German politicians were not amused yesterday by allegations that Anglo Irish Bank executives derided Germans and deceived the Irish Government over the extent of their difficulties.
Days before the Taoiseach meets chancellor Angela Merkel in Brussels and, next week, in Berlin, the Anglo tape revelations have dragged back into the spotlight at an inopportune time one of the most tense moments in recent years between Ireland and Germany.
Like other leaders, Ms Merkel was caught unawares by Dublin’s unilateral bank guarantee in 2008 and became extremely concerned when bank deposits began to flow to Ireland as a result.
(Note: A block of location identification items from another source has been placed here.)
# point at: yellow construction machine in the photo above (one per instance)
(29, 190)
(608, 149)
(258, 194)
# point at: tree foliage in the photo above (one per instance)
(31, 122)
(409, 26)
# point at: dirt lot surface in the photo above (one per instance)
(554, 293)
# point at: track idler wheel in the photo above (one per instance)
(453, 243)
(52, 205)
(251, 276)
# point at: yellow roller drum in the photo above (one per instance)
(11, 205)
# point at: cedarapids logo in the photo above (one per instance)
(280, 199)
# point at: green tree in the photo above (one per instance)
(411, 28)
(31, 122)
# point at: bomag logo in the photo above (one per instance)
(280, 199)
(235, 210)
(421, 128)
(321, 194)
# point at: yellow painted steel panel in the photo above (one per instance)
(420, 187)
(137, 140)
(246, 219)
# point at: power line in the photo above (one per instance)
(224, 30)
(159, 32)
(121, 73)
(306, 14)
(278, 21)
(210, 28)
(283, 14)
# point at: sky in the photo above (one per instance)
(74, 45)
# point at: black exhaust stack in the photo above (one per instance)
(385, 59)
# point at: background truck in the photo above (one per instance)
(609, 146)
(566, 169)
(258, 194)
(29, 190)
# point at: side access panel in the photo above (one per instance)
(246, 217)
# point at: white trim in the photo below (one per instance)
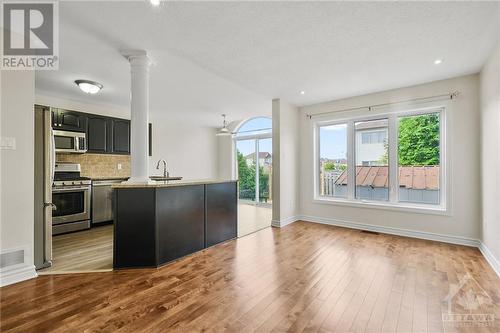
(490, 258)
(385, 205)
(284, 222)
(17, 273)
(394, 231)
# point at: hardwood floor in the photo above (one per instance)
(305, 277)
(252, 218)
(88, 250)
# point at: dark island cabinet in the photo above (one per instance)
(156, 225)
(66, 120)
(221, 212)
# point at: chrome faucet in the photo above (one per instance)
(166, 174)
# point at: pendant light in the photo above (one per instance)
(224, 131)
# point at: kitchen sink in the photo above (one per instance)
(162, 179)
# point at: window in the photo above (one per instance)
(254, 167)
(368, 137)
(372, 160)
(333, 160)
(418, 158)
(395, 160)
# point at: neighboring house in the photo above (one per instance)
(265, 159)
(371, 139)
(418, 184)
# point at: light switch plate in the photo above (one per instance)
(8, 143)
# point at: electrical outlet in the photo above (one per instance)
(8, 143)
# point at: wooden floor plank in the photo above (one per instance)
(303, 278)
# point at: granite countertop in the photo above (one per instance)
(110, 178)
(173, 183)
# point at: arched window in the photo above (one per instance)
(255, 126)
(253, 141)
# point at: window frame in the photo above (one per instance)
(392, 113)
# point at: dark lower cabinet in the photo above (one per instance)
(134, 240)
(155, 225)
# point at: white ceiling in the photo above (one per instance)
(234, 57)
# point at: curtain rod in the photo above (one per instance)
(370, 107)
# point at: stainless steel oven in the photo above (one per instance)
(70, 142)
(71, 197)
(72, 204)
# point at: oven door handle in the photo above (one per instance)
(50, 204)
(72, 189)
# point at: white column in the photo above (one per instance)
(139, 109)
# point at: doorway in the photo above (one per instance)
(253, 142)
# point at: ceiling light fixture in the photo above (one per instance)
(89, 87)
(224, 131)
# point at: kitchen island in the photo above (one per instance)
(163, 221)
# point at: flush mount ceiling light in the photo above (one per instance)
(89, 87)
(224, 131)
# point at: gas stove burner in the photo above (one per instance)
(68, 176)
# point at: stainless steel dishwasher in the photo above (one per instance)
(102, 200)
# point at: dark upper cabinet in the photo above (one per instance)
(105, 135)
(121, 136)
(67, 120)
(98, 134)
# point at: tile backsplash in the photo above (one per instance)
(99, 165)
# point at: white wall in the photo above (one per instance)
(17, 177)
(490, 157)
(464, 222)
(189, 148)
(285, 162)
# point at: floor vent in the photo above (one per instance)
(11, 258)
(370, 232)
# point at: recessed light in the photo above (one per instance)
(89, 87)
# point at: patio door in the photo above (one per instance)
(254, 163)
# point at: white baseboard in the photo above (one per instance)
(488, 255)
(284, 222)
(394, 231)
(16, 274)
(490, 258)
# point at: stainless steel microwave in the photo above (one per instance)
(70, 142)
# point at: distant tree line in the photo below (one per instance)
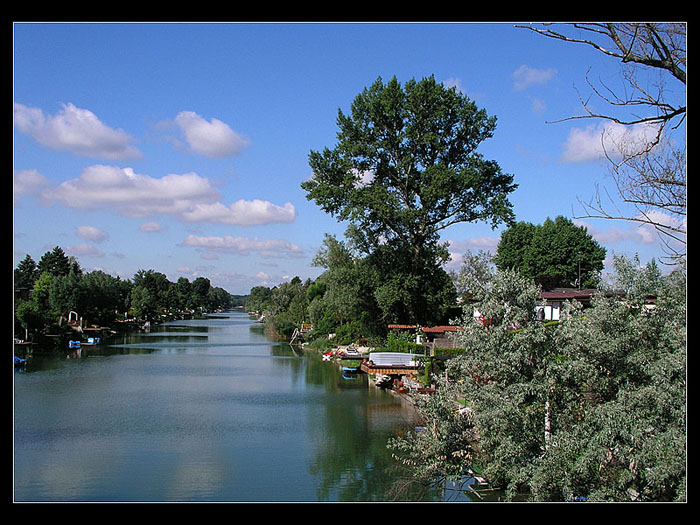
(47, 291)
(358, 296)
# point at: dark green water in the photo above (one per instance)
(205, 410)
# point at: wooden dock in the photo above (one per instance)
(389, 370)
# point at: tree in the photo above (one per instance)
(649, 172)
(591, 406)
(405, 168)
(25, 273)
(555, 254)
(57, 263)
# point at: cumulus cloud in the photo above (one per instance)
(272, 248)
(595, 141)
(90, 233)
(150, 227)
(242, 212)
(28, 182)
(212, 138)
(457, 249)
(132, 194)
(526, 76)
(75, 130)
(187, 197)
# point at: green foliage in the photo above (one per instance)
(404, 168)
(594, 405)
(60, 286)
(404, 343)
(57, 263)
(555, 254)
(26, 273)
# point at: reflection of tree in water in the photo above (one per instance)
(352, 461)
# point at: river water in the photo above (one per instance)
(199, 411)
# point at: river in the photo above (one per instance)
(204, 410)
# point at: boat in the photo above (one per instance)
(92, 341)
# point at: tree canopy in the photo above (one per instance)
(554, 254)
(406, 167)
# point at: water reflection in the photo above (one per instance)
(205, 410)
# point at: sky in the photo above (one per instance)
(181, 147)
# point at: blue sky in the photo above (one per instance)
(181, 147)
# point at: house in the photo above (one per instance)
(554, 299)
Tapes suggesting Anglo officials celebrated her displeasure with a burst of Deutschland, Deutschland Über Alles is a serious insult to German ears. The first verse, with its references to “Germany above all”, was last sung as the national anthem in the Nazi era.
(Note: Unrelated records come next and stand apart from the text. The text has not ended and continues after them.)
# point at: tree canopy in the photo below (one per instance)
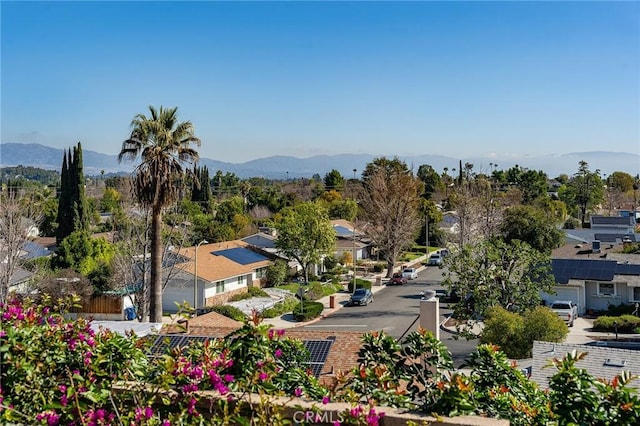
(305, 234)
(533, 226)
(165, 147)
(497, 273)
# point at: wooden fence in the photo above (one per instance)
(103, 305)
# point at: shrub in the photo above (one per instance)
(307, 310)
(571, 223)
(251, 292)
(277, 273)
(625, 324)
(360, 283)
(544, 325)
(228, 311)
(330, 262)
(317, 290)
(621, 309)
(514, 334)
(284, 306)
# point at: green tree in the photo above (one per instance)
(583, 191)
(110, 201)
(333, 181)
(88, 256)
(497, 273)
(533, 226)
(165, 147)
(621, 180)
(201, 187)
(277, 273)
(515, 333)
(73, 212)
(305, 234)
(390, 201)
(430, 178)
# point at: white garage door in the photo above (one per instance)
(565, 293)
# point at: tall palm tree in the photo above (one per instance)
(164, 146)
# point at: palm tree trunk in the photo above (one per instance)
(155, 308)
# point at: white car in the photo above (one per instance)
(435, 259)
(410, 273)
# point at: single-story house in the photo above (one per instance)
(222, 270)
(350, 239)
(601, 362)
(332, 351)
(594, 284)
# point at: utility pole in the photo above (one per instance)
(195, 277)
(355, 253)
(426, 233)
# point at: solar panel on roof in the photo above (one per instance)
(318, 350)
(164, 343)
(241, 255)
(343, 231)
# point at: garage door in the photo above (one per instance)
(566, 293)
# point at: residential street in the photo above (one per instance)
(395, 310)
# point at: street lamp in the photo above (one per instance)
(195, 276)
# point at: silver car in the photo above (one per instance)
(435, 259)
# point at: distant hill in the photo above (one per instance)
(281, 167)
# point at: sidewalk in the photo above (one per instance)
(580, 333)
(340, 299)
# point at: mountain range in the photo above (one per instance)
(286, 167)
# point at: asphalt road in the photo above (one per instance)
(395, 310)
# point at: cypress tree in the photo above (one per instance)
(64, 208)
(80, 208)
(72, 205)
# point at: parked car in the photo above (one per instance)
(442, 294)
(410, 273)
(361, 296)
(566, 310)
(435, 260)
(398, 278)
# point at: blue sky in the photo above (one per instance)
(305, 78)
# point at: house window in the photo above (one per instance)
(606, 289)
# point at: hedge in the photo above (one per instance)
(359, 284)
(625, 323)
(228, 311)
(307, 310)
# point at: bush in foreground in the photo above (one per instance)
(59, 372)
(307, 310)
(624, 324)
(515, 333)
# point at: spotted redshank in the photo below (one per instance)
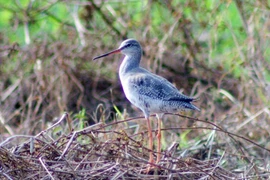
(149, 92)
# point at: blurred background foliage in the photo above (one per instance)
(215, 49)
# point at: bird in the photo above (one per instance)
(149, 92)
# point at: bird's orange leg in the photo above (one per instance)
(150, 136)
(159, 141)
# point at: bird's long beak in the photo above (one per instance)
(107, 54)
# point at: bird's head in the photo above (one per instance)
(127, 47)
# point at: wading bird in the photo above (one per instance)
(147, 91)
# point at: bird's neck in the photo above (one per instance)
(129, 62)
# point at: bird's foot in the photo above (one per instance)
(150, 165)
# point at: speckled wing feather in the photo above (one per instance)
(157, 87)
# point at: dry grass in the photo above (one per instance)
(101, 151)
(204, 53)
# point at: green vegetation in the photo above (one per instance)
(216, 50)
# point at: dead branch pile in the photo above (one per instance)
(98, 151)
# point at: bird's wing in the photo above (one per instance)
(156, 87)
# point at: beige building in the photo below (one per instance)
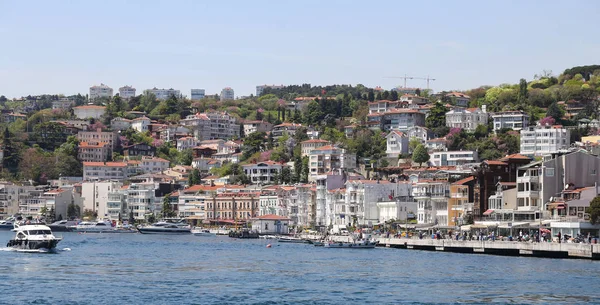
(309, 145)
(109, 137)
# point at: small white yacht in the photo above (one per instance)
(33, 237)
(164, 227)
(94, 226)
(202, 232)
(8, 223)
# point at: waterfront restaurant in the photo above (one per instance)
(271, 224)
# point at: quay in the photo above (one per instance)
(507, 248)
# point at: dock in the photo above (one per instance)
(507, 248)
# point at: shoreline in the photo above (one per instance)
(503, 248)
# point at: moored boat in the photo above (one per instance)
(164, 227)
(94, 226)
(63, 225)
(33, 237)
(202, 232)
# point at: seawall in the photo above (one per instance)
(549, 250)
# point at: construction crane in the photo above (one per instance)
(405, 77)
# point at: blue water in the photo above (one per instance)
(158, 269)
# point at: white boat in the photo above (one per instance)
(94, 226)
(7, 223)
(362, 244)
(164, 227)
(202, 232)
(33, 237)
(288, 239)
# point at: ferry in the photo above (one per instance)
(33, 237)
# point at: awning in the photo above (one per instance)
(556, 205)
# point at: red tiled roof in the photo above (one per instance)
(494, 162)
(272, 217)
(314, 141)
(106, 164)
(465, 180)
(89, 107)
(515, 156)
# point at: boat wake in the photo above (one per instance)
(9, 249)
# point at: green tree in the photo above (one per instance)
(594, 210)
(313, 114)
(555, 111)
(413, 143)
(194, 177)
(437, 116)
(420, 155)
(167, 208)
(73, 211)
(253, 143)
(522, 96)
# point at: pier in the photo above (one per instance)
(507, 248)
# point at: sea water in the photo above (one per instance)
(187, 269)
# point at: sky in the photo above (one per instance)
(64, 47)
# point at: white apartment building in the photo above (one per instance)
(256, 126)
(309, 145)
(94, 151)
(460, 99)
(153, 164)
(11, 197)
(100, 91)
(95, 196)
(104, 171)
(467, 119)
(432, 201)
(289, 128)
(141, 199)
(324, 184)
(542, 140)
(396, 119)
(109, 137)
(515, 120)
(362, 197)
(163, 94)
(116, 204)
(396, 144)
(227, 94)
(118, 124)
(197, 94)
(263, 172)
(261, 88)
(420, 133)
(126, 92)
(269, 204)
(329, 158)
(212, 125)
(89, 111)
(141, 124)
(63, 103)
(186, 142)
(446, 158)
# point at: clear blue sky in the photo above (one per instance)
(67, 46)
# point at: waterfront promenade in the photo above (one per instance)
(509, 248)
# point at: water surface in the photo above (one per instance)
(160, 269)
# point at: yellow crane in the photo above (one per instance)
(405, 77)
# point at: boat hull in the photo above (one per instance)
(350, 245)
(33, 244)
(164, 231)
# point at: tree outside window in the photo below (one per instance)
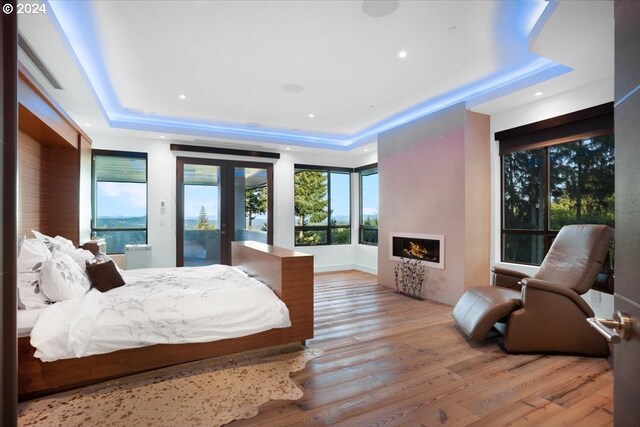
(322, 207)
(547, 188)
In Berlin yesterday, a finance ministry spokesman declined to comment on the tapes. But the official said events in Ireland from the 2008 bank guarantee scheme to the 2010 bailout “show beyond doubt that the scale of the problems in the Irish banking sector was gravely underestimated at its outset”.
News of the tapes began to filter into the German media yesterday. The tapes “show the hubris that the bank managers felt even just before the downfall of their institution,” wrote Spiegel Online, reporting derogatory remarks by Anglo managers.
As finance ministers meet in Brussels for another go at agreeing tighter banking regulation, the atmosphere is unlikely to be helped by the revelations.
German officials said yesterday the revelations would concentrate minds in Brussels on the need to “curb the type of behaviour that led to the financial crisis” by making banks more resilient to shocks without being a burden on taxpayers.
“We must be extremely careful not to set incentives that, far from making banks safer and more solid, will encourage the excesses and short-term calculations that led to the crisis in the first place,” said a finance ministry spokesman.
Dr Michael Meister, economics spokesman for the ruling Christian Democrats (CDU), said Germany was in no mood to allow recapitalisation of banks struggling under past burdens, so-called legacy debt.
“A direct recapitalisation in these cases will, even in the future, be ruled out,” he said. “I don’t see that the situation in Ireland is so terrible that the last rescue [of ESM-funded direct recapitalisation] will come into play. [That] will only apply for future cases.”
German opposition parties were horrified by the tapes. Carsten Schneider, finance spokesman for the opposition Social Democrats (SPD), called for a full inquiry into the affair. “No more taxpayer money can be allowed to rescue deadbeat banks,” he said.